HINTERGRUNDINFORMATIONEN - FORTSETZUNG

Navid Khanjani befand sich vor seiner Festnahme am 22. August auf freiem Fuß und wartete auf eine Aufforderung zum Antreten einer zwölfjährigen Freiheitsstrafe. Er ist Mitglied der iranischen Menschenrechtsorganisation "Committee of Human Rights Reporters" (CHRR) und war am 31. Januar 2011 zu zwölf Jahren Haft verurteilt worden. Das Urteil wurde am 10. August 2011 durch die 54. Kammer des Revolutionsgerichts in Teheran bestätigt. Sein Rechtsbeistand wurde erst 14 Tage später über die Bestätigung des Urteils informiert. Die damalige Festnahme von Navid Khanjani erfolgte am 2. März 2010 in Esfahan. Am 20. Dezember 2010 fand vor der 26. Kammer des Revolutionsgerichts in Teheran ein unfairer Prozess gegen den Menschenrechtsverteidiger statt. Dem Vernehmen nach verurteilte das Gericht Navid Khanjani wegen seines Engagements für die Vereinigung gegen Diskriminierung im Bildungswesen (Association to Oppose Discrimination in Education - AODE) zu zehn Jahren und wegen seiner Mitarbeit bei der CHRR zu fünf Jahren Freiheitsentzug. Darüber hinaus sollen wegen "Schürens von Unruhe im öffentlichen Bewusstsein" und "Propaganda gegen das System" weitere drei Jahre Haft gegen Navid Khanjani verhängt worden sein. Nachdem das Gericht angeblich "islamische Gnade" hatte walten lassen, setzte es eine Gesamtfreiheitsstrafe von zwölf Jahren fest.

Folter und andere Misshandlungen sind im Iran an der Tagesordnung, insbesondere während der Vernehmungsphase, wenn Gefangenen in der Regel der Zugang zu einem Rechtsbeistand und der Kontakt zur Außenwelt verweigert wird.

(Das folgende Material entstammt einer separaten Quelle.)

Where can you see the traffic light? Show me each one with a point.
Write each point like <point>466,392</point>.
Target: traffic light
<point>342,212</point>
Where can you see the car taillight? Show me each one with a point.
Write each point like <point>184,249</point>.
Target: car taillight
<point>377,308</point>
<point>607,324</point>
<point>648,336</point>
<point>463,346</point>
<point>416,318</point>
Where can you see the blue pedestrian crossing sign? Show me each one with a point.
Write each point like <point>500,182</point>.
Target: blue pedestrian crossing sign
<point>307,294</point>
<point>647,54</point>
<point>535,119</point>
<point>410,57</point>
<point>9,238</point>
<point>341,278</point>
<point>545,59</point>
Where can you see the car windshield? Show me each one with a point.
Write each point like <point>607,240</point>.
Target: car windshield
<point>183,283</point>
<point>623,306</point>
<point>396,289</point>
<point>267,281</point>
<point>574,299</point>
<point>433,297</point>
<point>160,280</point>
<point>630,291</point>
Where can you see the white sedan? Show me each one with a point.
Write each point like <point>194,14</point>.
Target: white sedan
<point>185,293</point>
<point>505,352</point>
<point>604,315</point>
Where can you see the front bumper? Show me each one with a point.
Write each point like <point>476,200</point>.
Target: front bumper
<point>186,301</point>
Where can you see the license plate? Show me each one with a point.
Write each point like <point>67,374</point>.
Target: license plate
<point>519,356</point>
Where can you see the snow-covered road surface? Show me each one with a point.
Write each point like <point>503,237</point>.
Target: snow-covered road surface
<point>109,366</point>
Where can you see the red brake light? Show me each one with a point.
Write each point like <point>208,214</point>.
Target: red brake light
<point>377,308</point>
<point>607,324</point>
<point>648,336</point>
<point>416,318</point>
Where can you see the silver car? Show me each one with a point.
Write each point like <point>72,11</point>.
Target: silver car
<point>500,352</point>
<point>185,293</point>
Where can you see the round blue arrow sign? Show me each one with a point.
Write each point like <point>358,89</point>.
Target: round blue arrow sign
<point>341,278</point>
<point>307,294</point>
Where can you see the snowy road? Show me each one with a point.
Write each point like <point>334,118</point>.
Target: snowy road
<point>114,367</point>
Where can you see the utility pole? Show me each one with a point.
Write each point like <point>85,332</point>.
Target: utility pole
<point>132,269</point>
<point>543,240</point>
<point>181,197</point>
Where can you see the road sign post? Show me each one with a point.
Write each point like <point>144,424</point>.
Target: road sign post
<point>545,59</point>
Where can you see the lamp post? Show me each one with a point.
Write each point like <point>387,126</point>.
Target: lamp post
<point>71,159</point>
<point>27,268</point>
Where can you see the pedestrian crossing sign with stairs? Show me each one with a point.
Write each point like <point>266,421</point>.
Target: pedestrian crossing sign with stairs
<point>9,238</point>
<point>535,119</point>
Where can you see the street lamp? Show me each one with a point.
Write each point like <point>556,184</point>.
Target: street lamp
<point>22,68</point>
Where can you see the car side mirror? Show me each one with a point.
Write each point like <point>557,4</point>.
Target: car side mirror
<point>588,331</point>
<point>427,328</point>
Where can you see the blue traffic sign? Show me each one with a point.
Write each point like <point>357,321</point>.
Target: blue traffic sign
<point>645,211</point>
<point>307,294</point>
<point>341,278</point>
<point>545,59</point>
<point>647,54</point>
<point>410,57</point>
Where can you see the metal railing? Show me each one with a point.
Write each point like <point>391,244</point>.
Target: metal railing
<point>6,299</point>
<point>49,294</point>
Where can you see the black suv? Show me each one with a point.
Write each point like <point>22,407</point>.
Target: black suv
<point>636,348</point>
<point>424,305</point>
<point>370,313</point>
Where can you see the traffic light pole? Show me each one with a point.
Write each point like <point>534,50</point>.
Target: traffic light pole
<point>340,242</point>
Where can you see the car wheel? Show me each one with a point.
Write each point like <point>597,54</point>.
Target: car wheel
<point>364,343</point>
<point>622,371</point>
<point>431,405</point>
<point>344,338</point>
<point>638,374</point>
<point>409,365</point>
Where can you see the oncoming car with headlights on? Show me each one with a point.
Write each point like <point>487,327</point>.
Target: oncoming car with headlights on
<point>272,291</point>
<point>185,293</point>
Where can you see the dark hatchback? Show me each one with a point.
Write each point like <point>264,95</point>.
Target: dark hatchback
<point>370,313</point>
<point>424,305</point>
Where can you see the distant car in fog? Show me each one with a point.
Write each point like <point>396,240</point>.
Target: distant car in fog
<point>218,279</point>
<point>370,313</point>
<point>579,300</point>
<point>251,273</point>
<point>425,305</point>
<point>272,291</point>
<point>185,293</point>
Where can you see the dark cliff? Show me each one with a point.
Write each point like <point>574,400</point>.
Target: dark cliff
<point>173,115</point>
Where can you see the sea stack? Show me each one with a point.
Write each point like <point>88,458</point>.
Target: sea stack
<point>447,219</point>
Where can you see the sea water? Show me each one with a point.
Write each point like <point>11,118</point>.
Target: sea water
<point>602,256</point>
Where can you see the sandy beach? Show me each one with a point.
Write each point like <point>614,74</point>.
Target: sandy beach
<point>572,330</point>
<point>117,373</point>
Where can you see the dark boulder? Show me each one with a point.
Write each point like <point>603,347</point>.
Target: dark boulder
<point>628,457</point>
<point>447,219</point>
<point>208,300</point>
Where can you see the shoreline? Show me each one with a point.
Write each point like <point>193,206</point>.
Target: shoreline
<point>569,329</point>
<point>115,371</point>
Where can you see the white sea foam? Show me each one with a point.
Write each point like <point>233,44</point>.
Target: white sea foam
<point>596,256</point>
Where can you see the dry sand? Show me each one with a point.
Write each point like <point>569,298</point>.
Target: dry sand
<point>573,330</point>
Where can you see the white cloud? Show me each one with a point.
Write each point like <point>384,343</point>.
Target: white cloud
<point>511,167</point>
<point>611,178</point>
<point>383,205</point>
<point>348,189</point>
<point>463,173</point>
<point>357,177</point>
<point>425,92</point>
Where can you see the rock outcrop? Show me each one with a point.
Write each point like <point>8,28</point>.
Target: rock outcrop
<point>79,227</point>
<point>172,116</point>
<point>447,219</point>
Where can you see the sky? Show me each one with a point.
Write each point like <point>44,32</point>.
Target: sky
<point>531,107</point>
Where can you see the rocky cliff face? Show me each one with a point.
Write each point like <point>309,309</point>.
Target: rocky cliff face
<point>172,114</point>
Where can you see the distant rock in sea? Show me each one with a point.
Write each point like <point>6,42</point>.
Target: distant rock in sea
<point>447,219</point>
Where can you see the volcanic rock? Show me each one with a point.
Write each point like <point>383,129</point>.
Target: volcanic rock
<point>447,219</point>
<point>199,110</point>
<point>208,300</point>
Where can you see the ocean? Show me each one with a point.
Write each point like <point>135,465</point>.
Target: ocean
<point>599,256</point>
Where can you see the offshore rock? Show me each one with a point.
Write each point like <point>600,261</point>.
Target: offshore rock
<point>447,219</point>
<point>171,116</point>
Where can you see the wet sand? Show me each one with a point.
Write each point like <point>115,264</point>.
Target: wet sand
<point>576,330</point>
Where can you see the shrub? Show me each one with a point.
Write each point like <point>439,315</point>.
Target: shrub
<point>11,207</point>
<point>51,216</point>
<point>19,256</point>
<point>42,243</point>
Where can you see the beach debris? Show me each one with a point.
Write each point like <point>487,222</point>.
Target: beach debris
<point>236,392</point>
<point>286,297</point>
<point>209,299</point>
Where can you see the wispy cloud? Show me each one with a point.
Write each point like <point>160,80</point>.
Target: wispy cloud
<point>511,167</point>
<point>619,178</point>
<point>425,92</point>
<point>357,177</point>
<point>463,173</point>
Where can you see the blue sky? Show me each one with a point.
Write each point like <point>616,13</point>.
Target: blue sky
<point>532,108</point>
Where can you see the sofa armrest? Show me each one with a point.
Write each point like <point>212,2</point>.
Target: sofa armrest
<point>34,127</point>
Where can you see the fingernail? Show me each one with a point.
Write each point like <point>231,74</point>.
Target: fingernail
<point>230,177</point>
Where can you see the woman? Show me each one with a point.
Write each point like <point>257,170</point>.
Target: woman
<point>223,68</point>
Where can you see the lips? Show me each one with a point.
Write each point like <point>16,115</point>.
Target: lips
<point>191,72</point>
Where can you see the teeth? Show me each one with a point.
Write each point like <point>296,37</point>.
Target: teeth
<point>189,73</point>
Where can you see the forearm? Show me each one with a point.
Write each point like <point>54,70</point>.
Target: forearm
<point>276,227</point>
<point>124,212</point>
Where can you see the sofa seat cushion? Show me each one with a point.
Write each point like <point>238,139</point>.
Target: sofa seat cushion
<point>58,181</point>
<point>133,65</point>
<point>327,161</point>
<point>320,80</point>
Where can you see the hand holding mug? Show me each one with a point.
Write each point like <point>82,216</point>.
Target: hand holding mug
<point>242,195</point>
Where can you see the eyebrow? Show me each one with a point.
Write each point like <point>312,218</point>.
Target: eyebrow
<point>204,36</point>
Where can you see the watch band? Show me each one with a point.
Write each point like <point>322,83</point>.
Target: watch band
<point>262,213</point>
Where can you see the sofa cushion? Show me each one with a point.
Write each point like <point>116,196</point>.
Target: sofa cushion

Weitere Informationen finden Sie in den Berichten: Vom Protest ins Gefängnis. Iran ein Jahr nach der Wahl. Juni 2010. Online unter:
http://www.amnesty.org/en/library/asset/MDE13/062/2010/en/44e7707d-dfda-4f99-8aa5-5c7f8ef225ff/mde130622010de.pdf
und Iran: Election Contested, Repression Compounded. Dezember 2009. Online unter:
http://www.amnesty.org/en/library/info/MDE13/123/2009/en.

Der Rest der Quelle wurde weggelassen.